Saturday, January 24, 2009

On the road

Today a photo of one of the sixteen Golden-cheeked Warblers we encountered during these past five weeks. More than half – nine – were adult males. In this part of the winter range, adult males indeed appear to be more abundant than the other age/sex classes, although the fact that there is so much overlap in plumage characteristics between ages and sexes, muddles the issue somewhat. Adult males are distinctive, though.

Adult males are the first ones to return to the Texan breeding grounds in March, and generally arrive a week earlier than the females, in order to claim territories. The females, upon arrival, can then choose their mates on the basis of the quality of these territories, among other things. It makes sense for the males to winter closer to the breeding grounds, because an early arrival in good condition will give a male a competitive edge over males arriving later, or from further away.

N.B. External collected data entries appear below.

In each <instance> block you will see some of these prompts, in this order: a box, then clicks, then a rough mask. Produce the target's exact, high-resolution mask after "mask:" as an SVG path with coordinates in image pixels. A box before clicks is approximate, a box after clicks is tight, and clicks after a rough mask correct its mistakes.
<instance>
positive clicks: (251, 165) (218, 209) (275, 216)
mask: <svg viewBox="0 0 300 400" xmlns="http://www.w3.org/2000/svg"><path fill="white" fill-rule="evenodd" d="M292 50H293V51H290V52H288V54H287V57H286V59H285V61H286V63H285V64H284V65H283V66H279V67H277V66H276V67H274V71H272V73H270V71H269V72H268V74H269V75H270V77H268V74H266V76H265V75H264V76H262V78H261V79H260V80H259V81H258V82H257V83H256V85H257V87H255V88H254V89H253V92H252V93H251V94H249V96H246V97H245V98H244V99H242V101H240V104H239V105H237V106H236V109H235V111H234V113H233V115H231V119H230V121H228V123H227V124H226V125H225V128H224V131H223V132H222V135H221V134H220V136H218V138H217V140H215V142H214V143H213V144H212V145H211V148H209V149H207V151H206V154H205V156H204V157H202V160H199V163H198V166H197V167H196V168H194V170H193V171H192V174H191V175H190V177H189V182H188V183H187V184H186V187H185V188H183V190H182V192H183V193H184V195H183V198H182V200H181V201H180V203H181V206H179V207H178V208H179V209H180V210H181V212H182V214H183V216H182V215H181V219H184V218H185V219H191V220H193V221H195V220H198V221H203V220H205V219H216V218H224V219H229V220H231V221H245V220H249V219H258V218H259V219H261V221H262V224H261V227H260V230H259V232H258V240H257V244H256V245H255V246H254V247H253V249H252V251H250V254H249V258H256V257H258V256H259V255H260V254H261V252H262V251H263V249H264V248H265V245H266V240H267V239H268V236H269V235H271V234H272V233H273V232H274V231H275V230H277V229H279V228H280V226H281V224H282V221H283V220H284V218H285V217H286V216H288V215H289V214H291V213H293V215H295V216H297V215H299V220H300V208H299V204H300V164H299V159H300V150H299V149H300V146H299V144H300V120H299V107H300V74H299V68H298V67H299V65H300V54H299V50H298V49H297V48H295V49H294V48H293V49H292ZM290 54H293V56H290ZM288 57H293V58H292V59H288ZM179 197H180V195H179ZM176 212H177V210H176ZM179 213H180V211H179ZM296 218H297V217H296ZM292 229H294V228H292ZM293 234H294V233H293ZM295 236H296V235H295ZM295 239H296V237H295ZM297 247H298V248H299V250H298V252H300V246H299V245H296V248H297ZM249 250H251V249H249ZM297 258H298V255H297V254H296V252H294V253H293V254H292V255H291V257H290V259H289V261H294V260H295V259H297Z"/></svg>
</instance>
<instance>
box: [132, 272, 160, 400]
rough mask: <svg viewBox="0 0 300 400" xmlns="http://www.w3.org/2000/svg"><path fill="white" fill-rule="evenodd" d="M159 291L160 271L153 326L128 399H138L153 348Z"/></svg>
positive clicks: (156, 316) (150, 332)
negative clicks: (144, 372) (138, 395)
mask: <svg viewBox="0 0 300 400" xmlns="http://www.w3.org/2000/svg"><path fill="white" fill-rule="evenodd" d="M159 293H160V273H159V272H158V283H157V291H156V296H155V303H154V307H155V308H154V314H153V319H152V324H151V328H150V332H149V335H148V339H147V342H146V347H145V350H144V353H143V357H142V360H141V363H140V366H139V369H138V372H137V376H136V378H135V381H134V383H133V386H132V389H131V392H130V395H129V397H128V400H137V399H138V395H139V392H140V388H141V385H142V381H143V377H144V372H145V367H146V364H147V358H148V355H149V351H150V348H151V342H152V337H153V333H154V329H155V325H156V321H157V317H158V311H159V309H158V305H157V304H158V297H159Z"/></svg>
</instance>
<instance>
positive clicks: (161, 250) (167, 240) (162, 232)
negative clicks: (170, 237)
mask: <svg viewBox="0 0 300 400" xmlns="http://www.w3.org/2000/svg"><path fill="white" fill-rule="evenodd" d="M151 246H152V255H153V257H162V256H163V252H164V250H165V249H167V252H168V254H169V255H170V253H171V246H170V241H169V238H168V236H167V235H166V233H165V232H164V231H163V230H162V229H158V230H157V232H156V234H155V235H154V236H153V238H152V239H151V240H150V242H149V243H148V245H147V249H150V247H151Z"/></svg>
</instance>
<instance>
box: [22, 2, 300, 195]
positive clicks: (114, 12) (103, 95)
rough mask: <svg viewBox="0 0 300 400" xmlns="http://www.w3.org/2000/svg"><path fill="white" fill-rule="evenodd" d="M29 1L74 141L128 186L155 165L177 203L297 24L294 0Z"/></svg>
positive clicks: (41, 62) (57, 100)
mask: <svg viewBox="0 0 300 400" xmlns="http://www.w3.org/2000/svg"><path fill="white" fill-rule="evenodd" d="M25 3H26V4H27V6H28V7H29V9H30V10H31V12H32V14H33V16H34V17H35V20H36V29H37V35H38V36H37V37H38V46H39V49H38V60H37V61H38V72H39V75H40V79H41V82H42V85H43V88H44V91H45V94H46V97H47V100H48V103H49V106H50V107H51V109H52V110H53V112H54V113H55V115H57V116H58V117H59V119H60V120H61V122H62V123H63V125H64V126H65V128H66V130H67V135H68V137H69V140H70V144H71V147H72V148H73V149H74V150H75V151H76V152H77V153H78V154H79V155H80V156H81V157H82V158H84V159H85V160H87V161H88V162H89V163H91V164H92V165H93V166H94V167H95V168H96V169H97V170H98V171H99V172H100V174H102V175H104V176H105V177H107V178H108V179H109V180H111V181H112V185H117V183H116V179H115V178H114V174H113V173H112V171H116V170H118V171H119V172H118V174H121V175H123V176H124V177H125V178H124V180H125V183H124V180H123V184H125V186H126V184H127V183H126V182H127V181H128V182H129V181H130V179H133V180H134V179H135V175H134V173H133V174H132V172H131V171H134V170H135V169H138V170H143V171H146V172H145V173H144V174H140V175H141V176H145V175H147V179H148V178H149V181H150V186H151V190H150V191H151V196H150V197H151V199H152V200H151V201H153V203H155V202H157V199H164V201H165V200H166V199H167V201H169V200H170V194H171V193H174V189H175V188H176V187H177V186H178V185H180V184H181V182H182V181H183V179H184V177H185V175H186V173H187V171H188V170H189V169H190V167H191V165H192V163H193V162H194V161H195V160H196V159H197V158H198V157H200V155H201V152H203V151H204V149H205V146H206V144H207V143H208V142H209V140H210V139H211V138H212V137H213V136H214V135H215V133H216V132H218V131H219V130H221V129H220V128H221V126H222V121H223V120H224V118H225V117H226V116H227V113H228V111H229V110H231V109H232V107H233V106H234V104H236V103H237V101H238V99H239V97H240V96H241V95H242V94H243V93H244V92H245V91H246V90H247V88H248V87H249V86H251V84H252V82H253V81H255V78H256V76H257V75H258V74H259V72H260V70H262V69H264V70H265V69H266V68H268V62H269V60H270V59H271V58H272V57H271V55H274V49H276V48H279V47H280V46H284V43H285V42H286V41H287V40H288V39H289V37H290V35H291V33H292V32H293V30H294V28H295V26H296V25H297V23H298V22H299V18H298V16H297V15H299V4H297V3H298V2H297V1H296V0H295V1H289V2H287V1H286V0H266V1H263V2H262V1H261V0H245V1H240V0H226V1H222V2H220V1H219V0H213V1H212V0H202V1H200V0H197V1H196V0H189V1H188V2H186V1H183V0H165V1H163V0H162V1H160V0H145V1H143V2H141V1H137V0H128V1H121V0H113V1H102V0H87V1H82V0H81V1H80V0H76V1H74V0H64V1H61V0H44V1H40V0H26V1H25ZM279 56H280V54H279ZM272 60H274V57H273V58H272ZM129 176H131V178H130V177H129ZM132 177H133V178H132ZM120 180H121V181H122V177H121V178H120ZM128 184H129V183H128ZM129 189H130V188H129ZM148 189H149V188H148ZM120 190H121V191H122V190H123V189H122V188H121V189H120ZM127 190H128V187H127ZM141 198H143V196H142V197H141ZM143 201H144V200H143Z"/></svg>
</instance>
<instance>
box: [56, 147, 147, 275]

That said, my own northbound migration will be delayed by more than a month, as I have an opportunity to improve my Spanish skills at a language school in Nicaragua. I will also be spending some time in San Salvador, working on the analysis and reporting of this Golden-cheeked Warbler study.

In an earlier entry, I mentioned the Panamericana, or Pan-American Highway. That’s where I’m headed next, south on this highway – which for the most part isn’t really a highway so much as a two-lane paved road connecting villages and towns, just like any other road around these parts. But it’s also a mythical road, an idea of a connection that transcends countries and borders, stretching across the American continent.